Abstract 3327: Asymmetrical Distribution of Shear Stress is Related to Positive Remodeling in Coronary Atheroscletosis. : In Vivo Serial Observation with Three-dimensional Intravascular Ultrasound.
Background: Shear stress is one of the important physical factors in the process of atherosclerosis. It has been recognized that the portions of arterial vessel having lower shear stress are likely to be associated with plaque formation and positive arterial remodeling. This study with use of three-dimensional intravascular ultrasound ( 3D-IVUS ) observed the serial change in coronary plaque thickness as well as the pattern of arterial remodeling, compared to the shear stress distribution at the baseline.
Methods: A total of 110 proximal segments of left descending coronary artery from 18 patients were imaged with 3D-IVUS at the baseline and at the follow-up period (mean 17 ± 7 months). Vessel area (VA), plaque area (PA), maximum (Mx) and minimum (Mn) thickness of plaque were measured, and plaque distribution index (Pd=Mx/Mn) was calculated. Then, year-adjusted percent change (%d−/y) of each parameter during the follow-up period was obtained. Shear stress at each cross section at the baseline was calculated by an user-friendly program of color mapping of shear stress which we recently developed IVUS ( J Am Coll Cardiol, 2005 ). On the basis of this image, we calculated our original index of shear stress asymmetricity in a vessel cross section, which was obtained by minimum shear stress in a vessel cross section divided by the value of its counterpart wall.

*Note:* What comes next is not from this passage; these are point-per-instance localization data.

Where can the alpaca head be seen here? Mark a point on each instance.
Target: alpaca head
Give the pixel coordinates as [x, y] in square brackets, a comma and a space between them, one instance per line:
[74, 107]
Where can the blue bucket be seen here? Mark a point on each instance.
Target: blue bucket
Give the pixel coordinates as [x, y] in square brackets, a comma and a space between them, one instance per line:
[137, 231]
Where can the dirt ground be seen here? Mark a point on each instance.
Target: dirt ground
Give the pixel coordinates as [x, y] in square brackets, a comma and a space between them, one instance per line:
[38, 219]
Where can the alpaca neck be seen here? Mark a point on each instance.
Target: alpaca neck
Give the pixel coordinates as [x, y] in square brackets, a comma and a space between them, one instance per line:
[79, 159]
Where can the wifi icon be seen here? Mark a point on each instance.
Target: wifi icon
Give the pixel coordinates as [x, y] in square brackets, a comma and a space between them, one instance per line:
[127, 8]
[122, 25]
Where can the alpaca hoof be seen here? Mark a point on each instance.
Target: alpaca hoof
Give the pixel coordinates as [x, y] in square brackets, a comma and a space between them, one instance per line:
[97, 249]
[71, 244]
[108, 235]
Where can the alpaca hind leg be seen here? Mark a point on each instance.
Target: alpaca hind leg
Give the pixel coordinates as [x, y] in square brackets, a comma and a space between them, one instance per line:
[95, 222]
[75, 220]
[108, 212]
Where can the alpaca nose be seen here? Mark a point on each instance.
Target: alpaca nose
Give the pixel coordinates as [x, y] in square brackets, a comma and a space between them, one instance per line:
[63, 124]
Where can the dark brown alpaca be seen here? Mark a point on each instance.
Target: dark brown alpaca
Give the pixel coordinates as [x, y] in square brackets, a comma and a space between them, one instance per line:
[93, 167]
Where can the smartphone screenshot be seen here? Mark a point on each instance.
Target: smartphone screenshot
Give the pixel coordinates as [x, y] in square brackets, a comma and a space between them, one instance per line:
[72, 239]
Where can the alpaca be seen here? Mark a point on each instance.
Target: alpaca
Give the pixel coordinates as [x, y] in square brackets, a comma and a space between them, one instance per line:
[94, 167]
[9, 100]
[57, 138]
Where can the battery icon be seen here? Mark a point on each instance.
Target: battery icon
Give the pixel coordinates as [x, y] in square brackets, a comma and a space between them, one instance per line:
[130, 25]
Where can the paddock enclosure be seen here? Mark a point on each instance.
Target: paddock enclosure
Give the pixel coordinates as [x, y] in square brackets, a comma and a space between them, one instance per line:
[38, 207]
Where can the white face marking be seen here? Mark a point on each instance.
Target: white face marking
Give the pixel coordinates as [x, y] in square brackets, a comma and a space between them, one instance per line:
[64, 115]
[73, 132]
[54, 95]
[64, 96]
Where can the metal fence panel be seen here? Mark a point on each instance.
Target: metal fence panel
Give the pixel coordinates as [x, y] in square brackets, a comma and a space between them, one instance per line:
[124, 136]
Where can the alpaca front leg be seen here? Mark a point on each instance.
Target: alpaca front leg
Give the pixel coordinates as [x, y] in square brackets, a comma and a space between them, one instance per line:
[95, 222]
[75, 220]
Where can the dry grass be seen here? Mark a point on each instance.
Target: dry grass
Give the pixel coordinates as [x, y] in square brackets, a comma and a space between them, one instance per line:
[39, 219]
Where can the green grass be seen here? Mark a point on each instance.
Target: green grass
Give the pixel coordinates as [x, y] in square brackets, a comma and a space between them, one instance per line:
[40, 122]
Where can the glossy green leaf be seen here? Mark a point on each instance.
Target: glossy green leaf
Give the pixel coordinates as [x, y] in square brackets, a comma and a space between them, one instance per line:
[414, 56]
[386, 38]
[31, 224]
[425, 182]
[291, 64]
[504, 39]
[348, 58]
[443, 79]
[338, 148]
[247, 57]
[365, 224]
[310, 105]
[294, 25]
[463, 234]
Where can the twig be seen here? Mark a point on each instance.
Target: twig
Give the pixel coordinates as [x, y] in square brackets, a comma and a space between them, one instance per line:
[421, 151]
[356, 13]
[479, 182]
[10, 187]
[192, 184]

Result: During the follow-up period, 47% of segments showed a progression in plaque area, while 53% showed a regression in plaque area. Fifty-four percent of segments showed a positive remodeling (a progression in VA), while 46% showed a negative remodeling (a regression in VA). When the asymmetricity index of shear stress is less than 0.25, %d-VA/y was significantly correlated with %d-PA/y (r=0.64, p<0.001) as well as Pd (r=0.56, p<0.001). However, when the index was more than 0.75, such significant relationship was not observed at all.
Conclusion: This serial IVUS study showed that atherosclerotic plaque formation is associated with vessel area expansion especially in the vessels having larger asymmetrical distribution of shear stress. Therefore, patterns of coronary arterial remodeling during plaque formation might be determined in part by the degree of nonuniformity in shear stress distribution.